# What breed of kitten do I have?



## EricThings (Feb 17, 2020)

Hi Ive had her for 3 months and shes 6 months old. Was the runt of the litter!

I was thinking russian blue mix but im not sure cause theres also stuff about bicolors? So im just all confused. This is my first cat so yea, I don't know anything about cats basically

I looked up grey and white cats anda lot of cats had colors/patterns like my cat.But thing is Idk the breed or whatever. All I know is that the mother is a calico!!!


----------



## marie73 (Jul 12, 2006)

You have an adorable DSH (domestic short haired) cat. I want her!! She's just the sweetest little girl. Actually, she may be a DMH (domestic medium haired) cat. I can;t really tell. Just fluffy pile of cuteness. What's her name?


----------



## EricThings (Feb 17, 2020)

Her name’s Luscious. And since shes a domestic shorthair or mediumhair, do you know what breed of cat she could be based on facial features? Or any other factor you can think of?
Ive been looking into it a lot and I really think she’s a Russian Blue bicolor or im not sure.

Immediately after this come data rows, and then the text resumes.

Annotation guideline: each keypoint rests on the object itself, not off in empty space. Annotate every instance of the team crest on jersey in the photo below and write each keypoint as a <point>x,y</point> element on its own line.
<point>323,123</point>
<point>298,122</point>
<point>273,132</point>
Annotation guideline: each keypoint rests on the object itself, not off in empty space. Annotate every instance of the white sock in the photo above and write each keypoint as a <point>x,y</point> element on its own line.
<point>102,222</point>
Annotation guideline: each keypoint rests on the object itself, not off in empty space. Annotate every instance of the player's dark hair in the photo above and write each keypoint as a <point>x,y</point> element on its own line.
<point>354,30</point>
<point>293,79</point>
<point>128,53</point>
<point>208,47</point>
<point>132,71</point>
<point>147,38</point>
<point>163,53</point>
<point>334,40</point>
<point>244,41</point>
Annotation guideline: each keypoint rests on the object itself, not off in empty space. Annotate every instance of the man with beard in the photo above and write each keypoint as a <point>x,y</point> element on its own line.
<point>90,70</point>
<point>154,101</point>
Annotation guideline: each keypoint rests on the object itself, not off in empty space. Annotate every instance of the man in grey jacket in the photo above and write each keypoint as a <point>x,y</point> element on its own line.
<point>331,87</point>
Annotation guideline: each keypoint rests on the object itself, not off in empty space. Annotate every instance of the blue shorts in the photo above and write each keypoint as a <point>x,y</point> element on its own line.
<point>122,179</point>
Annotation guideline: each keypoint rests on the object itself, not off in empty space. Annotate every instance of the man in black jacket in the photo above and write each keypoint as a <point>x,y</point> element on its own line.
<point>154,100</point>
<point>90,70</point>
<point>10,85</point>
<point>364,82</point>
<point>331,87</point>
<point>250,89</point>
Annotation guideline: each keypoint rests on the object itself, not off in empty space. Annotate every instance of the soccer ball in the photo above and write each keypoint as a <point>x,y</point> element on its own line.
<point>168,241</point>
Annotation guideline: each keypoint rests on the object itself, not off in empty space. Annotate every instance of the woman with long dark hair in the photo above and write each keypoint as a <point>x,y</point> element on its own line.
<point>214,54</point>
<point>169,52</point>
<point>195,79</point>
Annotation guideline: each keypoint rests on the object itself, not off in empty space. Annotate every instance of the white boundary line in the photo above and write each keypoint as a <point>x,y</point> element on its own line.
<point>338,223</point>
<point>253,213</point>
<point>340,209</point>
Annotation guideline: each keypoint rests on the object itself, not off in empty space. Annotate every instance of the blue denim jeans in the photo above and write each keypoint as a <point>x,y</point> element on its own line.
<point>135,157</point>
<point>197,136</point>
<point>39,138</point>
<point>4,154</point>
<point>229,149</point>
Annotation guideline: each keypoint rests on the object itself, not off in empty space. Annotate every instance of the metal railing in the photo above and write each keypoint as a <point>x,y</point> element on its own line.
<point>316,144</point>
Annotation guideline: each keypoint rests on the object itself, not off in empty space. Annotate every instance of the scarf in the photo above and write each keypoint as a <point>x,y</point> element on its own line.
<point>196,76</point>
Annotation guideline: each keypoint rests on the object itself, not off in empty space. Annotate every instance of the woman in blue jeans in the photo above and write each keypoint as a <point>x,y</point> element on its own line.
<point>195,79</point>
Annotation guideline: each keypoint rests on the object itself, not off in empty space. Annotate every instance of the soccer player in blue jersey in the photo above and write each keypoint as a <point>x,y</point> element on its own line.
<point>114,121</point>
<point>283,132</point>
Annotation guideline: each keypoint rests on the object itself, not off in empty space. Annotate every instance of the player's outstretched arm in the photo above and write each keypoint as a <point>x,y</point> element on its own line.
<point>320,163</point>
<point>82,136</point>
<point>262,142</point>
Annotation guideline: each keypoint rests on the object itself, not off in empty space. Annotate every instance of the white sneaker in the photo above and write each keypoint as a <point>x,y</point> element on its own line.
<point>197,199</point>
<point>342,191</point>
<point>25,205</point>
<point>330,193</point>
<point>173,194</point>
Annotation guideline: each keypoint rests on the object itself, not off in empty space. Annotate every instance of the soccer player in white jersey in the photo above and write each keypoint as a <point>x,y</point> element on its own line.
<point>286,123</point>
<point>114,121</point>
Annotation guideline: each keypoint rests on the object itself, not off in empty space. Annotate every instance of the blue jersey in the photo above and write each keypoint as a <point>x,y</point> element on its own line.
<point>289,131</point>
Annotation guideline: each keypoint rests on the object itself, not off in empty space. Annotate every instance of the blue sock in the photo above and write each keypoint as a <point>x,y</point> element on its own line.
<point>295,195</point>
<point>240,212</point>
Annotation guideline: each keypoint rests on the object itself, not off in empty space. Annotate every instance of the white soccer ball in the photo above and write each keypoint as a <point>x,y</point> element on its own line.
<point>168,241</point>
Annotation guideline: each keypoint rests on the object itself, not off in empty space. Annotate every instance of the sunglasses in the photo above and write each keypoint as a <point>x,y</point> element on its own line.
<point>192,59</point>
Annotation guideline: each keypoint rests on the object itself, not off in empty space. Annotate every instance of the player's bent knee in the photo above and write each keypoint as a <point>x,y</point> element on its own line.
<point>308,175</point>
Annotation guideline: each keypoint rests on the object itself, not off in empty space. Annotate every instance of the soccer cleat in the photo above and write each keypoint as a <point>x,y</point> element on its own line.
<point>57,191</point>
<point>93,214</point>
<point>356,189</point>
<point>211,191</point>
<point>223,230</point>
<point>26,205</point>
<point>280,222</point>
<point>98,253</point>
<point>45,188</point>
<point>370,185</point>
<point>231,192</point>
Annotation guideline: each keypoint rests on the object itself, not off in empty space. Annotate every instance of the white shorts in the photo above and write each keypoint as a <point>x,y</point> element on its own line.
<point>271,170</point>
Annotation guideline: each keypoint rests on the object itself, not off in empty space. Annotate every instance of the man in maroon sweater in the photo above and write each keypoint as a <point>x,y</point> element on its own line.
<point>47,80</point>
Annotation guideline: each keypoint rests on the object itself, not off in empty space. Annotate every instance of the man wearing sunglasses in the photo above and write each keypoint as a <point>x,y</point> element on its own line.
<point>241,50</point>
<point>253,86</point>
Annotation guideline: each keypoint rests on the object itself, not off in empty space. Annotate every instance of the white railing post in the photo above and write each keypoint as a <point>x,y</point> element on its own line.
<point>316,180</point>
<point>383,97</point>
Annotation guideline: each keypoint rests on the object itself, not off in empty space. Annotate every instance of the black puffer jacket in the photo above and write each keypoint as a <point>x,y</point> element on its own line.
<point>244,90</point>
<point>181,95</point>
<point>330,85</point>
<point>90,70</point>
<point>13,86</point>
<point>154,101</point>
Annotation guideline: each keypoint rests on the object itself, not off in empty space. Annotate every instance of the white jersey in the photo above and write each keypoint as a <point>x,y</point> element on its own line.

I looked up dsh/dmh and it said that they were mixed breeds . So I know one parent isa calico female cat but do you know who could be the father?


----------



## marie73 (Jul 12, 2006)

Calico is a color, not a breed. I don't really see any Russian Blue features. She's just a cute little cat. Cats are different than dogs in that you can't look at them and guess what mixes are in them in most cases. My girls are moggies (mutts in doggie speak). She's just the cutest little thing ever! My Cali was the runt of the litter, too.


----------



## EricThings (Feb 17, 2020)

Do you know what features you see in my cat thats in a certain breed then?


----------



## marie73 (Jul 12, 2006)

No, not at all. She looks like my Cali when she was a kitten. No breed, just a moggie. The other cats from her same litter looked completely different. When cats are in heat, they can be impregnated by more than one cat. So cats in that same litter can have different fathers. I know, it's weird.


----------



## EricThings (Feb 17, 2020)

Do you know if she may be a Nebalung? Or how did she get grey coloring cause youre correct shes the only one that was grey out of the two litters my friend has had.


----------



## marie73 (Jul 12, 2006)

No, that's such a rare breed. Chances are probably zero. Maybe your friend needs to get her poor cat fixed so she can stop having so many babies


----------



## EricThings (Feb 17, 2020)

Yea shes getting hers fixed now since she started going into heat too much and making babies etc. Also if you had to say the cat was of a certain breed based on the grey coloring because thats the only color out of the two litters that were out of the ordinary, and her facial features. What would you say she is?


----------



## Kaylesh (Aug 22, 2010)

She is a very cute Domestic Short Hair.. She has no specific breed characters about her.


----------



## catloverami (Jul 5, 2010)

What a sweet cutie-pie! "Luscious" is a DSH. One of the pics show two small aeas of lighter color on her back, and hard to tell because of the lighting whether they are _cream_ color or white. If they're cream then her color pattern is blue-cream and white (blue is mostly used for purebred cats that are grey in color), or for domestics she would be grey/cream and white. Don't see quite enough white on her to be called a calico. I also don't see any distinctive breed characteristics.


----------